Once you try it, you’ll love it! - Black-eyed beans

Once you try it, you’ll love it! - Black-eyed beans

Cowpea is a family of beans with seed coat either smooth or wrinkled and of various colours including white, cream, green, buff, red, brown, and black.  Seed may also be speckled or patterned.  Cowpea is expected to become increasingly important as consumers seek interesting and healthy “new” foods and rediscover “traditional” foods that are low in fat, high in fibre with other health benefits. 

Black-eye beans | VicFame

Black-eyed bean is a type of cowpea that is white with a round irregular-shaped black or red pigmented area encircling the hilum, giving the seed the appearance of an eye.  Their distinctive firm, smokey-earthy flavour, rich velvety-creamy texture and high fibre content make them a good addition to anything from chili and soup to traditional stewed with onion, tomato and herbs until thick while keeping you satisfied and feeling full.  Popular food around the globe, originally cultivated in West Africa, but are grown in Asia, Africa and the southern states of the USA.  Deliciously paired with rice or another grain such as corn.
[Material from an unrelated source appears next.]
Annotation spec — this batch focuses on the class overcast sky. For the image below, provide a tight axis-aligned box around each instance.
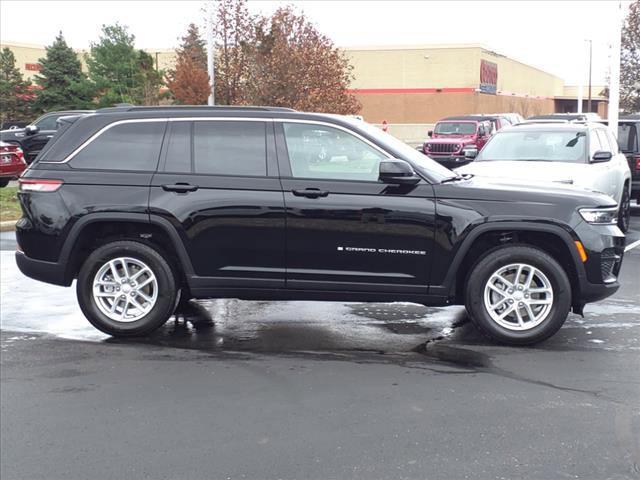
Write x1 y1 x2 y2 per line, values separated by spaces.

Black-eyed beans starch is digested more slowly than starch from cereals and tubers producing fewer sudden changes in blood glucose levels.  More reasons to consume black-eyed beans is detailed here.
Black-eyed beans can be prepared in salads, stews, soups, purees and casseroles but most commonly in curries.  They can also be processed into a paste or flour.  A common snack in Africa is koki or moi-moi and akara where the cowpeas are milled into a paste filled into moulds and steamed or fried in oil, respectively.  For a busy homemaker, moi-moi and akara are made from dehulled black-eyed beans or the flour.